Letters from Portugal: A New Salazar?

Those who have been following the news in Portugal know that the country has a new government, with the centre-right Partido Social Democrata’s Passos Coelho leading the government as Prime Minister. This result was received with some relief by Vitor Matos, a political journalist whose blog I follow. Responding to the comments by a Neill Lochery, who promises a rather interesting book on Portugal in the subsequent months, Matos crowed with rather visible delight that ‘Neill Lochery wasn’t right after all. The Portuguese didn’t look for a new leader with the likes of Salazar to set their public finances straight…. This is not 1926. Portugal is a consolidated democracy and a modern European country. Passos Coelho is no dictator, nor is his right-wing ally, Paulo Portas.’

Matos charged Lochery with being offensively simplistic, but it may be that it was Matos, who was both offensive and simplistic. Before we address that matter though, it must be said that Matos did indeed hit a nail on the head when he argued that Portugal’s contemporary Salazar was the memorandum that the troika of lending agencies presented Portugal.

Matos was being simplistic because while he recognizes the crucial fact that the country is in the grip of a dictator, the troika, he seems to be unable to see that this institutional troika can also create the conditions required to produce a national leader of the likes of Salazar.

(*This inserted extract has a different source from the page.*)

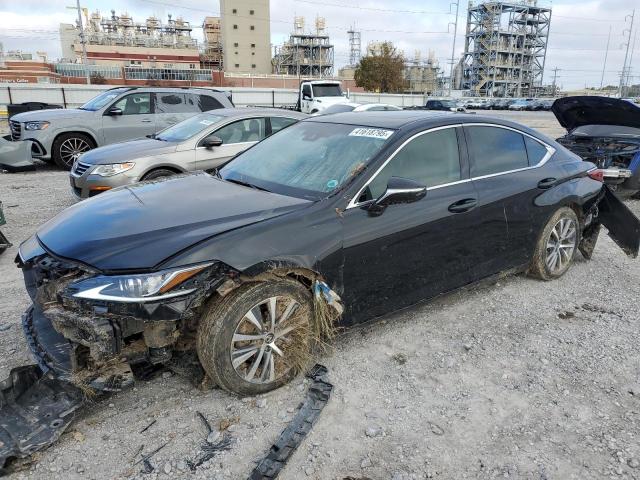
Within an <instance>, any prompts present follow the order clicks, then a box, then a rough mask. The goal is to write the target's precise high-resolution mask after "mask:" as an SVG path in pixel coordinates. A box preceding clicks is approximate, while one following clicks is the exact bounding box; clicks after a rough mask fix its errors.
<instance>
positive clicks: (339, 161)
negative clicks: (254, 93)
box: [219, 122, 394, 200]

The reasons he does not see this possibility is because of feature that afflicts not just Portugal, but a number of polities that have had fascist or authoritarian leaders, the creation of a single individual as scapegoat. It is not German society at the time that is blamed for the mess of the Third Reich, but Hitler alone. The result is that society and the larger social processes are exculpated as we create a single individual as the embodiment and font of all evil. But the fact is that Salazar did not start out by plotting to be dictator. He was aided in this process through the urgings and accommodation of a society that believed that all it required to resolve its problems was a person with ‘plenty of authority, little hesitation, agility and swiftness.’ What is scary, is that this is the exact formulation that Matos suggests is required of the new Passos Coelho - Portas government. Passos Coelho and Portas may not intend to be dictators, but if there are more voices like those of Matos, it may well set them to on their way to being as dictatorial and authoritarian as the circumstances will allow them.

Matos coupled his simplistic dismissal of the political crisis that hovers over Portugal with an offensiveness that while not uniquely Portuguese is a striking feature of this society; laying the blame for extreme positions on the economically lower classes. Thus for example, he dismisses the angry shouts of “We would need 10 Salazars to put things into order!” in a Portuguese market as the anger of a hapless and ignorant woman. The desire for another Salazar Matos affirms, is the call of merely the ignorant, and maybe the Portuguese ‘taxi drivers’. This is incredibly offensive because it assumes that it is the poor and the uneducated that lay the foundation for authoritarian leaders, when all too often, it is the desire of the elites, like those of Matos who by virtue of his intellectual role is a member of that elite, for firm decisions and strong authority that roll out the red carpet for capable persons to morph into autocratic monsters.

Mr. Lochery might yet be right Mr. Matos.